Leptin receptor polymorphism codon 109 RR variant homozygotes had higher serum leptin levels compared to codon 109 KR heterozygotes in healthy Korean controls, but the K109R polymorphism was not associated with breast cancer (389). In van Rossum et al. (390), the 109R variant was associated with higher leptin levels among subjects who had gained weight over the course of the study, but there was no difference in leptin levels by genotype among subjects with stable weight. Some studies have reported that the LEPR codon 223R variant is associated with higher serum leptin levels postmenopausal women (391), and with breast cancer (382, 386). The LEPR codon Q223R polymorphism was not associated with breast cancer in two other studies (387, 389). Woo et al. (389) also reported no association between breast cancer and LEPR SNPs K656N and P1019P.

Some LEPR polymorphisms are also associated with obesity.

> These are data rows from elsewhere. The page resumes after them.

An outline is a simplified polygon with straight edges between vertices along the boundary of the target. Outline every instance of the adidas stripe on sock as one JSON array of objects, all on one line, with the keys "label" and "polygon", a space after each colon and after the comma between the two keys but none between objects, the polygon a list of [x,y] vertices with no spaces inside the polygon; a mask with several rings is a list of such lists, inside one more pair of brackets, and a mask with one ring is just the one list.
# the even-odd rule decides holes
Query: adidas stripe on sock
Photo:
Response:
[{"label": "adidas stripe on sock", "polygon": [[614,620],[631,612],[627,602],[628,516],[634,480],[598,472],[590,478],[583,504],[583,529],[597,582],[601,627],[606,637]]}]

Clement et al. (392) described a rare LEPR mutation (exon 16 G → A) that leads to early onset morbid obesity in homozygotes. In other studies, the LEPR amino acid change Q223R was associated with obesity among Greek men and women and British women (391, 393), but K109R and K656N were not (393). LEPR polymorphisms at codons K109R, K204R, Q223R, and K656N were not associated with obesity in Danish men (394).